Commenti dai consiglieri in Cda Riccardo Laganà e Rita Borioni:
Tra i membri del Cda Rai, tra i primi a prendere posizione c’è stato il consigliere Laganà, che via twitter si è chiesto che abbia deciso il taglio delle tre puntate di Che fuori tempo che fa. “Il CdA #Rai non é stato informato di questa decisione”, ha aggiunto.

Anche la consigliera Borioni, eletta in quota Pd, ha dichiarato di non essere a conoscenza della decisione. “Penso si voglia dare una bella botta a questa azienda, al servizio pubblico. Penso anche che Fabio Fazio sia diventato il capro espiatorio di una situazione, di un clima interno ed esterno che vede in lui un bersaglio da colpire”, ha spiegato in un’intervista al Corriere della Sera, esprimendo dubbi sul fatto che la cancellazione sia motivata dall’esigenza di fare spazio ad approfondimenti elettorali per le Europee. “Le consultazioni europee non sono un fatto improvviso, il calendario delle trasmissioni Rai, con i necessari cambiamenti che nessuno discute, andava messo a punto da tempo, certo non così all’ultimo momento, magari prevedendo il recupero delle puntate di Fazio”.

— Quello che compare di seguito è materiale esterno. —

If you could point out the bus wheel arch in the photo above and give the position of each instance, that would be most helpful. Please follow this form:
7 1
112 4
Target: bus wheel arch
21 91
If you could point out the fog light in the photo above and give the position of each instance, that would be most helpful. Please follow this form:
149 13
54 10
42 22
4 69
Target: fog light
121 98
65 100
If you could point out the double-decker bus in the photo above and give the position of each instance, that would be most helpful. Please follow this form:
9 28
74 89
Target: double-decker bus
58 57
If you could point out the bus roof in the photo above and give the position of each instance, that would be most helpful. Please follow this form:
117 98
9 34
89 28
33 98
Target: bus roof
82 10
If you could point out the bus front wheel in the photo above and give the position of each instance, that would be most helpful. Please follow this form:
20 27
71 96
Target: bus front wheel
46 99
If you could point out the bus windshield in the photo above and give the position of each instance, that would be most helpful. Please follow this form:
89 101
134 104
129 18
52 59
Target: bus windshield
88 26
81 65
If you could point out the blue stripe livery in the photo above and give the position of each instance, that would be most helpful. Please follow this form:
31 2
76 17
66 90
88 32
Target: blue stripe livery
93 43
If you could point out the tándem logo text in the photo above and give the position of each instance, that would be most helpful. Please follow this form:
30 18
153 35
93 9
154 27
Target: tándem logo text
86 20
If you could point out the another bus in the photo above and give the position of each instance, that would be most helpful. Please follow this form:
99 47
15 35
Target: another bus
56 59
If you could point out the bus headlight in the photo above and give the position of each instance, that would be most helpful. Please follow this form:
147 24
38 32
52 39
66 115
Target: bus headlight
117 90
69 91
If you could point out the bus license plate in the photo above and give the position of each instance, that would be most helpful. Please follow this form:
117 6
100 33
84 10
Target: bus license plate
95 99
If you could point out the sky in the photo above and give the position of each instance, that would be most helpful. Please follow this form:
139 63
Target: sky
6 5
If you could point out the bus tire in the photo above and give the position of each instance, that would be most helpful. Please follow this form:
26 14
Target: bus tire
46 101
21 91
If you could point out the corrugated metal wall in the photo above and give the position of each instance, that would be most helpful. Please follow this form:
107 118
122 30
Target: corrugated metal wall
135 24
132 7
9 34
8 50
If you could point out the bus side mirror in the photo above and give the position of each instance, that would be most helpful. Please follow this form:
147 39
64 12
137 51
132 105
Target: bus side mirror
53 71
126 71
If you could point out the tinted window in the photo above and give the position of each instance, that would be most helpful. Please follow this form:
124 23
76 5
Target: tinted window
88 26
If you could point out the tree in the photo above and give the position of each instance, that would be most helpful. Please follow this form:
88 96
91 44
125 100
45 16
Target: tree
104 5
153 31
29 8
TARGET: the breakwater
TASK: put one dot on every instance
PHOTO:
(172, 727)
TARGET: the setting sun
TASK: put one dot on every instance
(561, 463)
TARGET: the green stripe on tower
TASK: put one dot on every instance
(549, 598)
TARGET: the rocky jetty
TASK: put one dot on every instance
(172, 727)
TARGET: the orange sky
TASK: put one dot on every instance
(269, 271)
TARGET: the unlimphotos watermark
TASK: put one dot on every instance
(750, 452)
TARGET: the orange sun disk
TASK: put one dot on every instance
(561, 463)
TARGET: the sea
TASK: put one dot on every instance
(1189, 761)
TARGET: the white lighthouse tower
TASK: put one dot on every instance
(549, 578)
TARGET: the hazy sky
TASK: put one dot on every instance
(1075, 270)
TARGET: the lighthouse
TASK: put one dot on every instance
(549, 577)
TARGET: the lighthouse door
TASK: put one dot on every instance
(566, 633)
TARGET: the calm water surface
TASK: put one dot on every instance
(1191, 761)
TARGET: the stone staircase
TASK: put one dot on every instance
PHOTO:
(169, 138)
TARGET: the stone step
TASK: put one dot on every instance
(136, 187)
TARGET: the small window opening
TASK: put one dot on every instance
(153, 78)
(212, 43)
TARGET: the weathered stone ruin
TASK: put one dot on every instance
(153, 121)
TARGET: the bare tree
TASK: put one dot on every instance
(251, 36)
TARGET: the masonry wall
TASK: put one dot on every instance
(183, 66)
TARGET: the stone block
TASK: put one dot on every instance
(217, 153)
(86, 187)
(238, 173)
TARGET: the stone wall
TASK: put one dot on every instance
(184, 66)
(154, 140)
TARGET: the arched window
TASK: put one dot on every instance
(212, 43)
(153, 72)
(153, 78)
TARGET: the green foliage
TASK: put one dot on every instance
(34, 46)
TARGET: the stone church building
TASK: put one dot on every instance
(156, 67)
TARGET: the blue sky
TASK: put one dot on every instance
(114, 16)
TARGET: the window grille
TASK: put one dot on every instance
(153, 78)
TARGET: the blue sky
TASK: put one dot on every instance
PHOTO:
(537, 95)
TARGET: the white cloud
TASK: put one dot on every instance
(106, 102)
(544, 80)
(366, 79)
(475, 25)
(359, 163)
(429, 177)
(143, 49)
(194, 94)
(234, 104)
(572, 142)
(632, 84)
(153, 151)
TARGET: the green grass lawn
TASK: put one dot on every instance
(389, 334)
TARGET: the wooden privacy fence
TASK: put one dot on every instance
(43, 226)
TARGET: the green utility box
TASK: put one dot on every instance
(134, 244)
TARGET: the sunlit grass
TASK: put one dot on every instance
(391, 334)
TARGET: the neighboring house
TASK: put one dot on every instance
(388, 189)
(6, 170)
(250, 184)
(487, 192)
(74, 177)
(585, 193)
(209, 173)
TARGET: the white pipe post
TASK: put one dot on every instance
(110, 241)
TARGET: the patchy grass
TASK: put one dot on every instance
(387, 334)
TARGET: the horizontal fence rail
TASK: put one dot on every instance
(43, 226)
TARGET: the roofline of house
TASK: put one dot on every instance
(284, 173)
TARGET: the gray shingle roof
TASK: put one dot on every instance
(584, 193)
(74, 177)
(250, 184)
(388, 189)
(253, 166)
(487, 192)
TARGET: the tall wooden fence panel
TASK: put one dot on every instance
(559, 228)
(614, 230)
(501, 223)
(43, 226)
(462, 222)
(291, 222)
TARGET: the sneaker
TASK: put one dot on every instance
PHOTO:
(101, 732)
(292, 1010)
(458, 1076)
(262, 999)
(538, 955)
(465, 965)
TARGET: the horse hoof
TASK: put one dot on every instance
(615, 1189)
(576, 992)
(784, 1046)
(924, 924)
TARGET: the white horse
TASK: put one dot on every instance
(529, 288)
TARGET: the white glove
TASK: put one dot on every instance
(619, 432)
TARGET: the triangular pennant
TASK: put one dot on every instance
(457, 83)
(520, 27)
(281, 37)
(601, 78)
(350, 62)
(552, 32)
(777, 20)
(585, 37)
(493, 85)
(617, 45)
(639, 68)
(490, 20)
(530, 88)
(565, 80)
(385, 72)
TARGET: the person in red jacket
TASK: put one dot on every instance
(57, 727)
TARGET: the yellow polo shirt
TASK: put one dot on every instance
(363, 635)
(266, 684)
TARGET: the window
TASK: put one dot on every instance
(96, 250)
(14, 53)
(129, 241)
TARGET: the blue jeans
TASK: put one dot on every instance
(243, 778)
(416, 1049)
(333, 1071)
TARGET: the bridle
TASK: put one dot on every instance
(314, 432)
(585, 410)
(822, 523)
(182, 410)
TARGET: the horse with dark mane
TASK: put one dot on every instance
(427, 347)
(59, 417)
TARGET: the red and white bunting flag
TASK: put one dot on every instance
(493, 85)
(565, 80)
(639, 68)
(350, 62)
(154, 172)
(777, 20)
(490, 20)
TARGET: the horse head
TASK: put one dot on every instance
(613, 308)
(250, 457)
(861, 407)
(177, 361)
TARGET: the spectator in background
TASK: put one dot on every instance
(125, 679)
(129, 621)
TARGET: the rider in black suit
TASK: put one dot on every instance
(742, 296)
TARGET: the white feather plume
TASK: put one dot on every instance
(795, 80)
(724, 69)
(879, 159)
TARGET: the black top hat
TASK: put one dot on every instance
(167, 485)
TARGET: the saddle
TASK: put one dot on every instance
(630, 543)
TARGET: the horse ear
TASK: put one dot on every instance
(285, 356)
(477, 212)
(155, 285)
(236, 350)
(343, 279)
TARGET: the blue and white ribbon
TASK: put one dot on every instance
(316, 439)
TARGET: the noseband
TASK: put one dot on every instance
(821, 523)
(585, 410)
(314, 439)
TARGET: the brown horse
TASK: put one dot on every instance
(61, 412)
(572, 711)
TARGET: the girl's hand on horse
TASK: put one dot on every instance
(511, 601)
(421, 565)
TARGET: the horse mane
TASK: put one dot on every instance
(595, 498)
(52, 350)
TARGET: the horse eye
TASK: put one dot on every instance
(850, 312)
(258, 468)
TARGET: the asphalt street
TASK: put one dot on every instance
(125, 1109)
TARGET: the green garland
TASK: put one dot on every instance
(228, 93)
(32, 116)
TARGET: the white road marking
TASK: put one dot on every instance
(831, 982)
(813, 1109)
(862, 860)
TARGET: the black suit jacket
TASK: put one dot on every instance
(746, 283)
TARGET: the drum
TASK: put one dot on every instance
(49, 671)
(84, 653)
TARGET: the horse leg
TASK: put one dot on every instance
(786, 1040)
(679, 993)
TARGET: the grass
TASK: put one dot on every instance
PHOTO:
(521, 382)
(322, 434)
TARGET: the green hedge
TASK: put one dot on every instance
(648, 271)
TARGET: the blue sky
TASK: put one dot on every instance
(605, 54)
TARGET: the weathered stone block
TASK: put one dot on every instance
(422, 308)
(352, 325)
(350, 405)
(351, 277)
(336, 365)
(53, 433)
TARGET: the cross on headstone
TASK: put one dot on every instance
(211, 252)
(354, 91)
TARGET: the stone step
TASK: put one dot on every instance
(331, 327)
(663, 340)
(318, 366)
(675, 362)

Dichiarazione Esecutivo Usigrai
Missione compiuta. La versione del lunedì del programma di Fabio Fazio chiude in anticipo. Chi ha eseguito l’ordine di Matteo Salvini e di Marcello Foa? Perché è fin troppo chiaro che la pausa per le elezioni europee è solo una scusa, visto che – nel caso – si sovrappone a 1 sola delle 3 puntate ancora previste.
Se è vero che l’Ad Fabrizio Salini non sapeva nulla, è evidente che ci sono ormai 2 aziende: una che risponde agli organigrammi ufficiali, e un’altra parallela che agisce come gruppo autonomo e in coordinamento con ordini che arrivano dall’esterno dell’azienda. È una situazione non più accettabile.
Urgente un chiarimento in CdA e in Commissione parlamentare di Vigilanza.

Giulietti (presidente Fnsi): stop a Fazio scelta servile 
Sulla questione è intervenuto con una serie di tweet il presidente della Federazione Nazionale della Stampa, Beppe Giulietti, definendo la scelta di tagliare le puntate della trasmissione ‘una scelta servile e suicida.

Giulietti ha poi chiamato in causa anche la dirigenza Rai., parlando di una ‘struttura delta’ che agisce alle spalle dell’ad Salini.